Mães de adolescentes falam sobre a retomada das aulas presenciais
Cinco mães de adolescentes das redes pública e privada falam sobre como estão lidando com a possível volta às aulas ainda em 2020
Por iG Delas | (Fhoutine Marie) |
Na última sexta (18) o Ministério da Saúde publicou em seu site um guia contendo orientações para o retorno das aulas presenciais na educação básica . O documento de 16 páginas dispõe sobre a sanitização do ambiente escolar, uso correto de máscaras, entre outras medidas para prevenir o contágio. Nos estados da federação, a retomada do ensino presenciais não chegou a um consenso.
Com os números de casos e óbitos da Covid-19 ainda em patamares altos, a decisão de volta ou não às escolas acaba recaindo sobre as famílias, sobre tudo para as mães, que costumam ser as principais (muitas vezes as únicas) responsáveis pela educação de crianças e adolescentes. Veja a seguir o que pensam essas mães sobre a retomada do ensino presencial e como elas e seus filhos estão lidando com a situação atual.
"O que ele mais sente falta é de praticar esportes"
A professora Denise Lugli vive a tensão sobre a retomada das aulas de dois lados.
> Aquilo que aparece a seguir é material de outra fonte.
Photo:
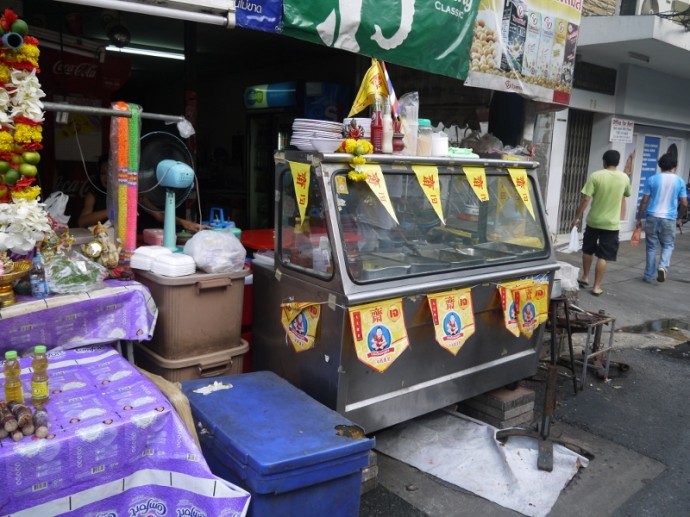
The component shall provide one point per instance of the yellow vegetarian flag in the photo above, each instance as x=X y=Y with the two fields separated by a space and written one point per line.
x=374 y=83
x=300 y=179
x=427 y=175
x=477 y=178
x=377 y=184
x=519 y=177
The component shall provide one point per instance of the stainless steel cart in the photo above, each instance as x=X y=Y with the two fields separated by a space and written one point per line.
x=372 y=257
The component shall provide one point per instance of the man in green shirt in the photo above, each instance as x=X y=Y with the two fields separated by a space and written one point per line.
x=605 y=189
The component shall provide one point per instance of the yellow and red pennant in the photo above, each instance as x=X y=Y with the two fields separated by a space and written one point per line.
x=379 y=332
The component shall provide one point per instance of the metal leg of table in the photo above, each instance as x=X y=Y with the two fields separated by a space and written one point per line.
x=553 y=309
x=592 y=341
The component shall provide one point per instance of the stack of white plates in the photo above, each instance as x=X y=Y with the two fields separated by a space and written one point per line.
x=362 y=123
x=304 y=129
x=175 y=264
x=144 y=256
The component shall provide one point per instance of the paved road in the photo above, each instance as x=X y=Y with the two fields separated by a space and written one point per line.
x=636 y=423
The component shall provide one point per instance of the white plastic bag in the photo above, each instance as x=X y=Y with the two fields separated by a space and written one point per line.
x=55 y=205
x=216 y=251
x=574 y=244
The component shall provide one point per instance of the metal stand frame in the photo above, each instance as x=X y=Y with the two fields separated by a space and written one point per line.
x=594 y=324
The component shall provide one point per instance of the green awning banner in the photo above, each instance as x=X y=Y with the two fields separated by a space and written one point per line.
x=433 y=36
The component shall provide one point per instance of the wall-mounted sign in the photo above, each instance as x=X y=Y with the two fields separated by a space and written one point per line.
x=621 y=130
x=276 y=95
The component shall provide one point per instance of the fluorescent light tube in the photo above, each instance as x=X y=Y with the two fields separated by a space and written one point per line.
x=146 y=52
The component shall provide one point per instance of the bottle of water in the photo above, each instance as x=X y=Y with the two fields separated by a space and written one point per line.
x=14 y=391
x=39 y=378
x=37 y=277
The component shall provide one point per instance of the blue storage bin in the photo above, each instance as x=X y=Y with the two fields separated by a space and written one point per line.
x=280 y=445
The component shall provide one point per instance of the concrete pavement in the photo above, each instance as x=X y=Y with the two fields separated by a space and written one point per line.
x=635 y=424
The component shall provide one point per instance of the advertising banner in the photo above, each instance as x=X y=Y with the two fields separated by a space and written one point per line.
x=379 y=332
x=430 y=36
x=527 y=47
x=260 y=15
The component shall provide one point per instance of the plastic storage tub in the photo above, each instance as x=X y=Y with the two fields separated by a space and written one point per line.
x=198 y=314
x=223 y=362
x=294 y=455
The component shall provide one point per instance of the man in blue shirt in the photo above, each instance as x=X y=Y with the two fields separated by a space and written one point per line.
x=661 y=195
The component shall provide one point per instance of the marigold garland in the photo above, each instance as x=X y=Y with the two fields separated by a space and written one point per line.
x=357 y=147
x=21 y=111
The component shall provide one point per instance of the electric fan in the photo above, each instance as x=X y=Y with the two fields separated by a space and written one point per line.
x=166 y=179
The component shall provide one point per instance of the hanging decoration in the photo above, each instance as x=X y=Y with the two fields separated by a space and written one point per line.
x=123 y=177
x=427 y=175
x=301 y=179
x=452 y=313
x=21 y=110
x=521 y=182
x=379 y=332
x=300 y=322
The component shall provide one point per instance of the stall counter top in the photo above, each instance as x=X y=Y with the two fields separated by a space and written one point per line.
x=120 y=310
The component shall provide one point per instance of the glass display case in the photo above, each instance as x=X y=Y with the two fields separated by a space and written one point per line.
x=343 y=241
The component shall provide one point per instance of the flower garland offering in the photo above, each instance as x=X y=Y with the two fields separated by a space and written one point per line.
x=356 y=145
x=21 y=110
x=22 y=224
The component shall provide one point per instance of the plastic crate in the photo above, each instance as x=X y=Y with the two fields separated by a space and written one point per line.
x=197 y=314
x=293 y=454
x=223 y=362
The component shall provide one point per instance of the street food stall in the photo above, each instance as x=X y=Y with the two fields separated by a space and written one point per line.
x=404 y=285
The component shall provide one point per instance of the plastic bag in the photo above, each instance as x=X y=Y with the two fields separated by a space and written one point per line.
x=74 y=273
x=55 y=205
x=216 y=251
x=636 y=236
x=574 y=244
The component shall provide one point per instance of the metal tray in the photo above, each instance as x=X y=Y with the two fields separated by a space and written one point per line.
x=452 y=257
x=506 y=248
x=417 y=263
x=484 y=254
x=375 y=267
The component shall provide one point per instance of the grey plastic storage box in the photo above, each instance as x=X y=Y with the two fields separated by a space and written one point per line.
x=197 y=314
x=294 y=455
x=223 y=362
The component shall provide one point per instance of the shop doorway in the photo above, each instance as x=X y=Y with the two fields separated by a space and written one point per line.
x=578 y=139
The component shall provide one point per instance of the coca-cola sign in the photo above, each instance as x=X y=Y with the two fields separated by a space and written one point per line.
x=88 y=70
x=63 y=73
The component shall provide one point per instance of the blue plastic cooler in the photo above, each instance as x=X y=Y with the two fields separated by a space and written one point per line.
x=280 y=445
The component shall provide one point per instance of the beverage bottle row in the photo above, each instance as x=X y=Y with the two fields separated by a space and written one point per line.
x=14 y=390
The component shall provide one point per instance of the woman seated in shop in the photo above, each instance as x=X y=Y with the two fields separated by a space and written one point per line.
x=95 y=207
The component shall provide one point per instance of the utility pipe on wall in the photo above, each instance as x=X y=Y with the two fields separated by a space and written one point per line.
x=224 y=20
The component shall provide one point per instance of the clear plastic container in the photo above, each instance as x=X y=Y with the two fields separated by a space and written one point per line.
x=424 y=137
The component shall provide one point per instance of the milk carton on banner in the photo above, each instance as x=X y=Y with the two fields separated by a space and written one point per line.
x=513 y=33
x=532 y=40
x=545 y=48
x=559 y=36
x=569 y=55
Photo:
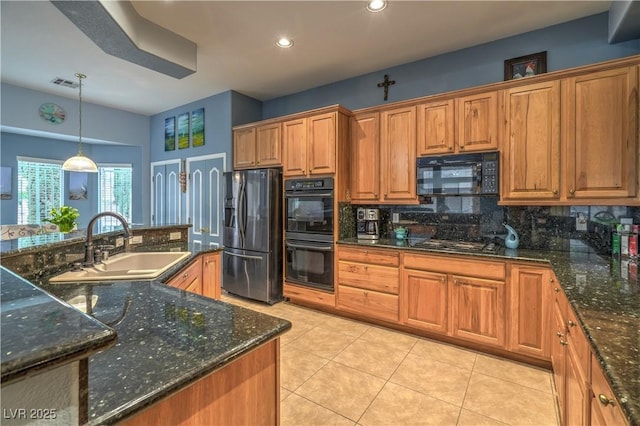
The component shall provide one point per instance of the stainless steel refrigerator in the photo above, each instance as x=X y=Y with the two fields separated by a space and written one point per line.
x=252 y=258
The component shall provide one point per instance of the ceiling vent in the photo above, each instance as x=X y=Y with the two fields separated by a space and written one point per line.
x=64 y=82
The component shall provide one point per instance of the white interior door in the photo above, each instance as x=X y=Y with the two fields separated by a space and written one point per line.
x=204 y=199
x=165 y=192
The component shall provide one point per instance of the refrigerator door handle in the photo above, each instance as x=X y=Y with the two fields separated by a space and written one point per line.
x=290 y=194
x=241 y=209
x=308 y=247
x=244 y=256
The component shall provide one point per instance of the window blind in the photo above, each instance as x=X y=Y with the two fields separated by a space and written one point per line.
x=40 y=186
x=114 y=195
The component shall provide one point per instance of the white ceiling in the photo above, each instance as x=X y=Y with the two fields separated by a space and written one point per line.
x=334 y=40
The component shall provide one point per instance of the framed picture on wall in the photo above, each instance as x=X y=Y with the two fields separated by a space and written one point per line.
x=170 y=134
x=78 y=185
x=197 y=127
x=525 y=66
x=5 y=183
x=183 y=131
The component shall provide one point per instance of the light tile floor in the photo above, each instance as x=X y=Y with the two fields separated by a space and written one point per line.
x=335 y=371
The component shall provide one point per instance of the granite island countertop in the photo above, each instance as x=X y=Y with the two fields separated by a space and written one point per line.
x=167 y=339
x=39 y=332
x=606 y=302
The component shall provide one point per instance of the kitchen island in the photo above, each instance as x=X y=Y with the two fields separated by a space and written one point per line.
x=204 y=357
x=606 y=303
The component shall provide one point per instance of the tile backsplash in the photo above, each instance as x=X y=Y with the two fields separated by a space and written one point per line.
x=481 y=218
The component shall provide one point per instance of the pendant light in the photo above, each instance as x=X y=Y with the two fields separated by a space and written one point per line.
x=80 y=162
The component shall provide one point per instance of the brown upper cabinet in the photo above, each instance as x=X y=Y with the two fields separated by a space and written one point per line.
x=477 y=122
x=572 y=141
x=436 y=128
x=383 y=160
x=601 y=135
x=310 y=144
x=257 y=146
x=453 y=126
x=365 y=157
x=531 y=142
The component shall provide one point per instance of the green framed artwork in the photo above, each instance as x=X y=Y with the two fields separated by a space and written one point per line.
x=197 y=127
x=170 y=134
x=183 y=131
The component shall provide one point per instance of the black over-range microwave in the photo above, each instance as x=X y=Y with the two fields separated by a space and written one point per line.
x=459 y=174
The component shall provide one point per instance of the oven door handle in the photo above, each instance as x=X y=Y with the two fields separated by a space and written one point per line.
x=307 y=194
x=308 y=247
x=244 y=256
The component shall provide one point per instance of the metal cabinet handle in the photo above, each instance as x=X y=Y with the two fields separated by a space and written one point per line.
x=604 y=400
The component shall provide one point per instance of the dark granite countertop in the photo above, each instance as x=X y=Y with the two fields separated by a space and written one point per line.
x=168 y=338
x=605 y=301
x=40 y=332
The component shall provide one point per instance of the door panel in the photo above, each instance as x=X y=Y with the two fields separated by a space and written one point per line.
x=204 y=199
x=165 y=193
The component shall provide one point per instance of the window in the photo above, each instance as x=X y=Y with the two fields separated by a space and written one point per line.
x=114 y=194
x=40 y=186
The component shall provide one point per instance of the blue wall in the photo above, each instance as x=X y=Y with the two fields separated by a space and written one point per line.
x=576 y=43
x=14 y=145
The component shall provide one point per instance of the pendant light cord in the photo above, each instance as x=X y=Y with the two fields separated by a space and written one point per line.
x=80 y=77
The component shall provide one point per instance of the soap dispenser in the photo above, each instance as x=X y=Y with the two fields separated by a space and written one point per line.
x=512 y=240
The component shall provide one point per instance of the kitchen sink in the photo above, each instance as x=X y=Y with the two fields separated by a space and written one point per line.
x=125 y=267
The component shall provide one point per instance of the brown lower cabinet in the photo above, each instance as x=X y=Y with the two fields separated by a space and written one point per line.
x=514 y=307
x=243 y=392
x=201 y=276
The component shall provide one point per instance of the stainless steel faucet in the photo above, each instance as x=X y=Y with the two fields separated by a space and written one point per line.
x=89 y=252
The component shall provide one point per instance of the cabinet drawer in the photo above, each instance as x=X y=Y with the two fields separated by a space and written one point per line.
x=309 y=295
x=375 y=256
x=372 y=277
x=578 y=341
x=456 y=265
x=605 y=409
x=368 y=303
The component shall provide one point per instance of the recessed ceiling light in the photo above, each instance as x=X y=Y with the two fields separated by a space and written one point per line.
x=376 y=5
x=284 y=42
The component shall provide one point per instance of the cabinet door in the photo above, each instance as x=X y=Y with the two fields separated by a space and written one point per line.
x=244 y=148
x=436 y=128
x=558 y=351
x=268 y=145
x=398 y=155
x=425 y=300
x=478 y=310
x=531 y=296
x=477 y=122
x=365 y=157
x=294 y=135
x=531 y=150
x=368 y=303
x=322 y=143
x=189 y=278
x=605 y=409
x=602 y=134
x=211 y=275
x=576 y=391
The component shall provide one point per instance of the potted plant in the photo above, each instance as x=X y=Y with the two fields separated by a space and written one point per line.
x=65 y=217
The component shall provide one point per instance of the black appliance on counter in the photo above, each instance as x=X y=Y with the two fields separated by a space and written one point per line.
x=459 y=174
x=309 y=232
x=252 y=257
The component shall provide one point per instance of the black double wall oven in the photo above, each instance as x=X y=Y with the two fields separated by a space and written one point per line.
x=309 y=232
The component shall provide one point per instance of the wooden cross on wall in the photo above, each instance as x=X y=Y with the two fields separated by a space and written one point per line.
x=386 y=83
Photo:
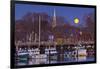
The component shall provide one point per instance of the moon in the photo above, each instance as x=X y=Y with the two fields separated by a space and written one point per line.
x=76 y=20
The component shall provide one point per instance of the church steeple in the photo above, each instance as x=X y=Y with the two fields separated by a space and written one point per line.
x=54 y=19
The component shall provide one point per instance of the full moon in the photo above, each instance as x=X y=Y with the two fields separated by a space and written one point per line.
x=76 y=20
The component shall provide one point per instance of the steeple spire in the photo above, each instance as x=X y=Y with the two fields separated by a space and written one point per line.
x=54 y=19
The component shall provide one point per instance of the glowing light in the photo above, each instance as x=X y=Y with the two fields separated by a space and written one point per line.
x=76 y=20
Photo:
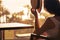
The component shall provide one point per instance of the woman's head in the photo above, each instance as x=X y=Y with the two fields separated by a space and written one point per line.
x=52 y=6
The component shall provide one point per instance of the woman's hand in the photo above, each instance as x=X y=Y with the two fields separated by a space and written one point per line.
x=34 y=12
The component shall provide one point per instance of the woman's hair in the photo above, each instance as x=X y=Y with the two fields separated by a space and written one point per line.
x=52 y=6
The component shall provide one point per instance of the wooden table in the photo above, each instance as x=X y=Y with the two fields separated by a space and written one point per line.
x=10 y=26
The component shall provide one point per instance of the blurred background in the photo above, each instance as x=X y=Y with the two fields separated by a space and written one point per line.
x=19 y=11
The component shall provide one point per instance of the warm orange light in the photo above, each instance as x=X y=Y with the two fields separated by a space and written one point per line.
x=15 y=5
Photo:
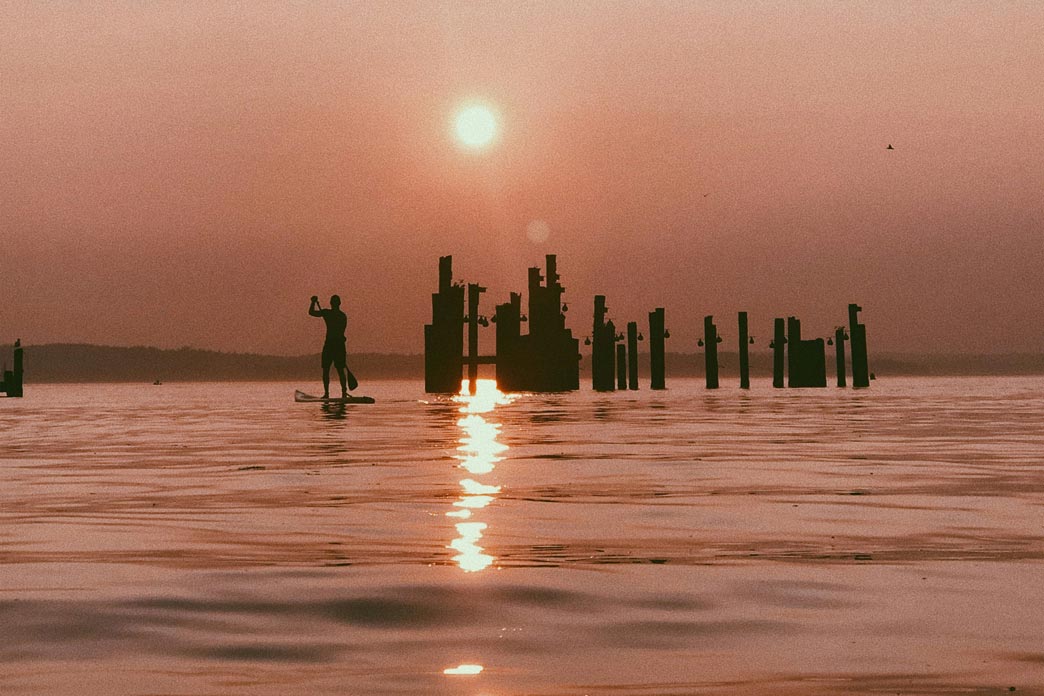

Mãe de Vinícius, 13 anos, e Marina, dois meses, ela conta escola em que trabalha suspendeu as aulas no dia 12 de março, poucos dias antes do colégio em que o filho estuda. Agora as duas instituições discutem com os pais dos alunos a possibilidade de volta às aulas.
“Os pais vão poder escolher, mas isso é preocupante pra mim, que sou professora, porque eu não tenho opção caso decidam voltar. Eu tenho percebido que meus alunos estão ávidos por voltar, porque não aguentam mais ficar em casa”, conta.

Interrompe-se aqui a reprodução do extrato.